What's the status of labsdb1001 and 1003 regarding its decommissioning? as Wednesday 2018-01-03 as already passed by :-)

It was on my list of things to do today to ping @Marostegui and @jcrespo here about this. :) The only outstanding issue that could be considered a blocker for full decomm is T183758.

bd808 added a comment.Jan 12 2018, 5:07 PM

I think we are ready to shutdown labsdb1001 (which actually had another storage crash today) and labsdb1003. The _p databases there have been archived which was the last blocker.

jcrespo updated the task description. (Show Details)Jan 12 2018, 5:10 PM

I think we are ready to shutdown labsdb1001 (which actually had another storage crash today) and labsdb1003. The _p databases there have been archived which was the last blocker.

Fine by me!
Feel free to proceed :)

bd808 updated the task description. (Show Details)Jan 12 2018, 9:36 PM

labsdb1003 RAID policy started to fail and it is now on WT instead of WB.
Possibly the BBU is failing.

Reminder: we would like to stop MySQL on both hosts (actually on 1001 is already stopped/dead) on Wednesday 17th so cloud-services-team can proceed with T184832
@bd808 any objection to stop MySQL for good on 1003?

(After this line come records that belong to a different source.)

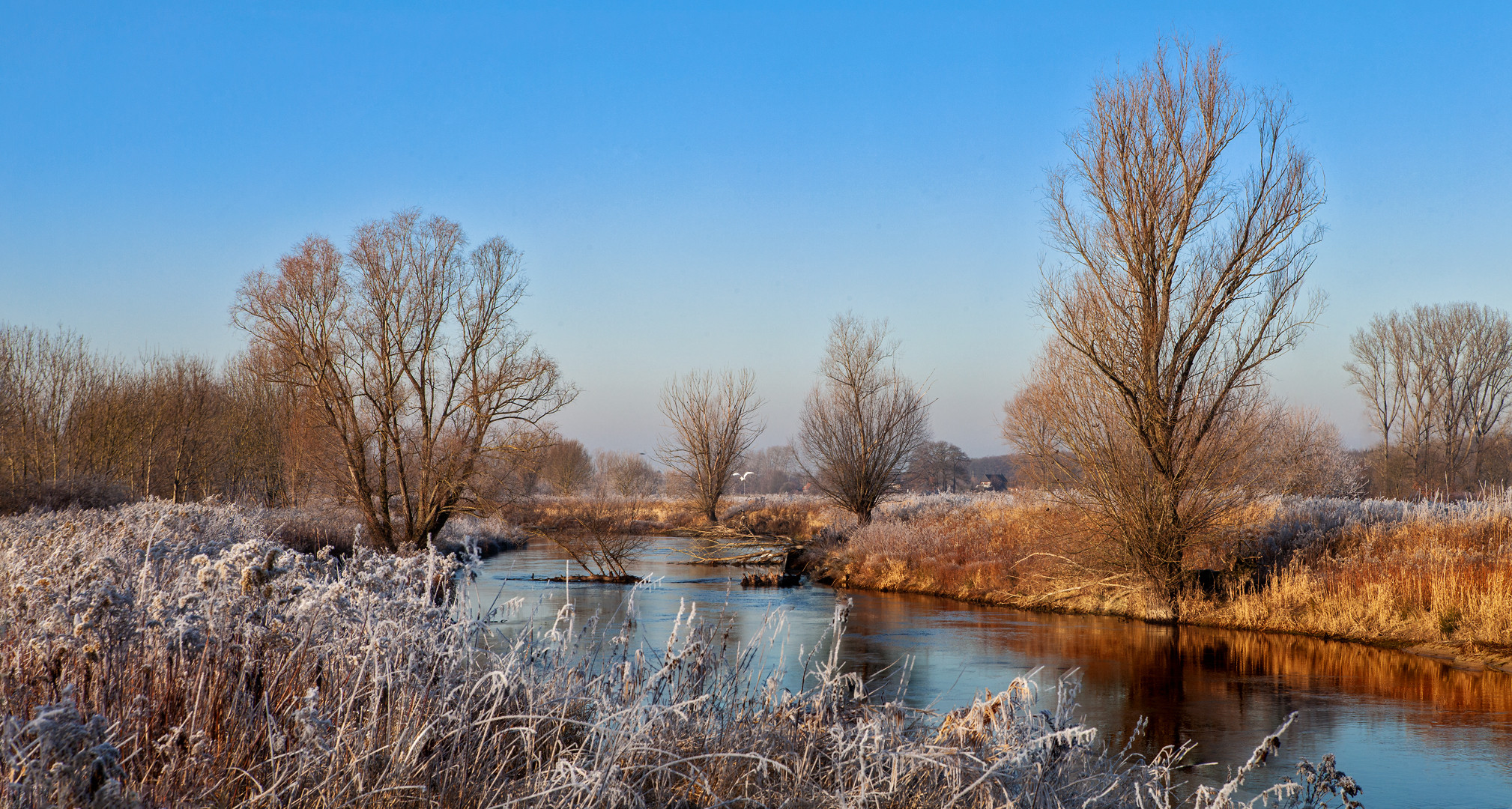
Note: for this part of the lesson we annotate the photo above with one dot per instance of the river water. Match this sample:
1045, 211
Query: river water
1412, 731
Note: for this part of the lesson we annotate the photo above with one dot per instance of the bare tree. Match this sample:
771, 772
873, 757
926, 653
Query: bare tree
938, 466
1183, 283
566, 466
713, 419
1302, 454
410, 350
602, 540
1439, 380
626, 473
864, 421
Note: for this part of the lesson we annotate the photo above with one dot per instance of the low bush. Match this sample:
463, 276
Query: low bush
176, 655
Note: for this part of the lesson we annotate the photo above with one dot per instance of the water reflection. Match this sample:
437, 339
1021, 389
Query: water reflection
1414, 731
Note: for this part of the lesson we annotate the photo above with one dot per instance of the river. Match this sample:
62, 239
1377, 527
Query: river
1412, 731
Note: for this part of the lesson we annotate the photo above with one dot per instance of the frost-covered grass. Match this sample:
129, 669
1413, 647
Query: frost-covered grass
175, 655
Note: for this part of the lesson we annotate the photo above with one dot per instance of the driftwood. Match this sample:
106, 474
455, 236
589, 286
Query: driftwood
770, 580
725, 545
590, 578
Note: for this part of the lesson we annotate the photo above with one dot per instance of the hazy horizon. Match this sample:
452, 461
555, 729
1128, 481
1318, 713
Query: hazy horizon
699, 188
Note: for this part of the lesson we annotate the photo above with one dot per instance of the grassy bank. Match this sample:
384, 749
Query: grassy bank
176, 655
1431, 577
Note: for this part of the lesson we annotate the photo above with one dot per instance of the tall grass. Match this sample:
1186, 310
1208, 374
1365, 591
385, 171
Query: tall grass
175, 655
1373, 571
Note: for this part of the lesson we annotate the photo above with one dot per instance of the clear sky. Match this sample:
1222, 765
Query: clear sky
704, 185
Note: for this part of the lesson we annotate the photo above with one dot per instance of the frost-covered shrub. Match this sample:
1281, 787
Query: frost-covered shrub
173, 655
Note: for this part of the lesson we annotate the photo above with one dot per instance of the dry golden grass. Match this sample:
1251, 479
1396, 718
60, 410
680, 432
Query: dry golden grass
788, 516
1378, 572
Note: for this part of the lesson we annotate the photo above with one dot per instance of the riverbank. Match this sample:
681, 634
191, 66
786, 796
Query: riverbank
1426, 578
178, 655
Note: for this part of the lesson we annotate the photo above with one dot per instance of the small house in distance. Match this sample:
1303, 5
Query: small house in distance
994, 482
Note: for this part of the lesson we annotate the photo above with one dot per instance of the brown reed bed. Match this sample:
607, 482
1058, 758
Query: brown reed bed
1431, 577
770, 515
176, 655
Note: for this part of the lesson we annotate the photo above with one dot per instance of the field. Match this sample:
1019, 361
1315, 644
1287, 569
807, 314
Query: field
179, 655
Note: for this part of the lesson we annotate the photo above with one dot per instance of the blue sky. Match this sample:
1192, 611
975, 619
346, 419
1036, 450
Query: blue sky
705, 185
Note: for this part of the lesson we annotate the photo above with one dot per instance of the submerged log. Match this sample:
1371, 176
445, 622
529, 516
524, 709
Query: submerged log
770, 580
593, 578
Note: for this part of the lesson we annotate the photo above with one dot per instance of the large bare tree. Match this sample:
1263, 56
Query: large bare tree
864, 421
1185, 280
408, 345
713, 419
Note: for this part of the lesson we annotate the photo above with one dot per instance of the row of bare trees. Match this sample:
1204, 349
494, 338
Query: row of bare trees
79, 427
861, 425
1439, 381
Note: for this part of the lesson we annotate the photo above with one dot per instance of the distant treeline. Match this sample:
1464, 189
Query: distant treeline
82, 428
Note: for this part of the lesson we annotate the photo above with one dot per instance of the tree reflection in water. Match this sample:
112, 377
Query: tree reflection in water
1411, 730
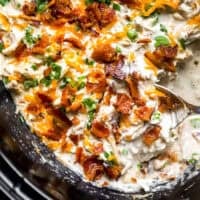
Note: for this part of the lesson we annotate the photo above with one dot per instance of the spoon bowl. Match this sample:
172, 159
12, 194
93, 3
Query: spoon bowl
185, 85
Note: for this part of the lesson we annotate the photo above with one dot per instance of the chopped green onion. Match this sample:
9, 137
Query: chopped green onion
125, 152
5, 80
195, 122
161, 41
4, 2
41, 5
156, 117
116, 7
64, 81
90, 105
163, 28
89, 62
30, 83
29, 38
56, 71
139, 166
155, 17
182, 43
46, 81
193, 160
118, 49
132, 34
81, 82
34, 67
1, 46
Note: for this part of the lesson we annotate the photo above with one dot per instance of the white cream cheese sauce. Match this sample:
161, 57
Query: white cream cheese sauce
130, 154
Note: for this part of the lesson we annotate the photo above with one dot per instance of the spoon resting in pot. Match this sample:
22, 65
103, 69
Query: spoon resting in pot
186, 85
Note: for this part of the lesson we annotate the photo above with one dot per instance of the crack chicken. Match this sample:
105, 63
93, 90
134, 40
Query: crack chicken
82, 74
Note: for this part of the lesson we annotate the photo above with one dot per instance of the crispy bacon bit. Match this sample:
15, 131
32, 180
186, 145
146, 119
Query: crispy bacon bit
132, 83
75, 42
163, 57
115, 69
101, 14
114, 171
99, 130
29, 8
151, 135
124, 103
144, 113
96, 82
104, 53
167, 103
75, 138
93, 168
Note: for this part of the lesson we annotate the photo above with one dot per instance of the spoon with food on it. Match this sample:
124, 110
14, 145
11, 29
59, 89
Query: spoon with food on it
186, 85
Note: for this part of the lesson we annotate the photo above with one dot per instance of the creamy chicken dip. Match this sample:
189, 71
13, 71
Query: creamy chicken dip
82, 74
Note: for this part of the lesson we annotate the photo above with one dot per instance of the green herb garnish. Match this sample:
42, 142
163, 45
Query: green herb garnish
1, 46
34, 67
4, 2
195, 122
182, 43
30, 83
155, 17
118, 49
89, 62
41, 5
5, 80
132, 35
56, 71
163, 28
116, 7
46, 81
156, 117
90, 105
193, 160
161, 41
29, 38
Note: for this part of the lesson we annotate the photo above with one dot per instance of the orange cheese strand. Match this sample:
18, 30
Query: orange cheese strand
157, 4
195, 20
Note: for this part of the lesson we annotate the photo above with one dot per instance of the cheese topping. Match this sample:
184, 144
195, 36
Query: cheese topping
82, 74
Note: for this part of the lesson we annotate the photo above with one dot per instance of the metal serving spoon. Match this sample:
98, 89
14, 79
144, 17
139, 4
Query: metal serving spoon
186, 85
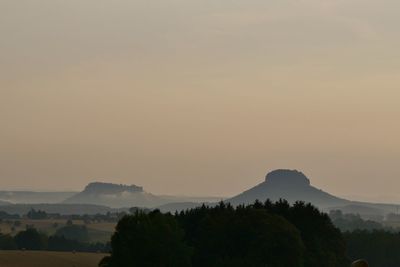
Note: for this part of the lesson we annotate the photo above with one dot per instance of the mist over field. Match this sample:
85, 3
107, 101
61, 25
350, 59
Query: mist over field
181, 133
199, 98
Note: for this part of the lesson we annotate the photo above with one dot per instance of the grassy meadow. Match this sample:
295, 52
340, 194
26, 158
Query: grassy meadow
98, 231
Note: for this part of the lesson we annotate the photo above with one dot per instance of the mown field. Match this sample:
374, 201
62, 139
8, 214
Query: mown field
48, 259
98, 231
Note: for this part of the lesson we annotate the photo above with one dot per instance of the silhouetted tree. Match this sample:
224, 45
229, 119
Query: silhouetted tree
152, 239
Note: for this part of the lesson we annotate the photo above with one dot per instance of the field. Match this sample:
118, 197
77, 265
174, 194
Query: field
98, 231
48, 259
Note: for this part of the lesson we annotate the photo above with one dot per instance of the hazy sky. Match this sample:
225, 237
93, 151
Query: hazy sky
200, 97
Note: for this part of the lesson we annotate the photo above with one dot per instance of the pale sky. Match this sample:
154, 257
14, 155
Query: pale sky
200, 97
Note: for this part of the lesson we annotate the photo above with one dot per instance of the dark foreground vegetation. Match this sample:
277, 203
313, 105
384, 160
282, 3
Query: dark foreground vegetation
262, 234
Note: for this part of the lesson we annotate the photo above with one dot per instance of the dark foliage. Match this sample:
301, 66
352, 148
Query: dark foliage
352, 222
380, 247
152, 239
262, 234
7, 242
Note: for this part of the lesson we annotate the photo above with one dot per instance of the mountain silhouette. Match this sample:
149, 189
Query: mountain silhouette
291, 185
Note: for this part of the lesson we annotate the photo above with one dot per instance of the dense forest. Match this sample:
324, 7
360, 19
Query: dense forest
262, 234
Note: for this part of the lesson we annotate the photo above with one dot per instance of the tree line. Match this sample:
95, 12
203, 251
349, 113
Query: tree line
262, 234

Change 404323 had a related patch set uploaded (by Jcrespo; owner: Jcrespo):
[operations/puppet@production] mariadb: Set as spares labsdb1001 and labsdb1003

https://gerrit.wikimedia.org/r/404323

@bd808 any objection to stop MySQL for good on 1003?

No objections.

MySQL has been stopped on labsdb1001 (it was already unavailable) and labsdb1003.

Change 405338 had a related patch set uploaded (by Jcrespo; owner: Jcrespo):
[operations/puppet@production] mariadb: Exclude labsdb1001,2,3 from megacli policy check

https://gerrit.wikimedia.org/r/405338

Change 405338 merged by Jcrespo:
[operations/puppet@production] mariadb: Exclude labsdb1001,2,3 from megacli policy check

https://gerrit.wikimedia.org/r/405338

This can probably be closed I assume?

bd808 added a comment.Mar 20 2018, 2:56 PM

This can probably be closed I assume?

There are a few cleanup tasks left and one big issue: creating some process for loading user curated data into the wiki replica instances. That should probably be broken out into its own Epic at this point. The original discussions are fragmented and stalled. I'll see if I can clean this up soon.

bd808 closed this task as Resolved.Jun 29 2018, 9:10 PM
bd808 claimed this task.

We have several follow up tasks still pending, but the major changes outlined here have been complete for months as @Marostegui pointed out (months ago) in T142807#4064108.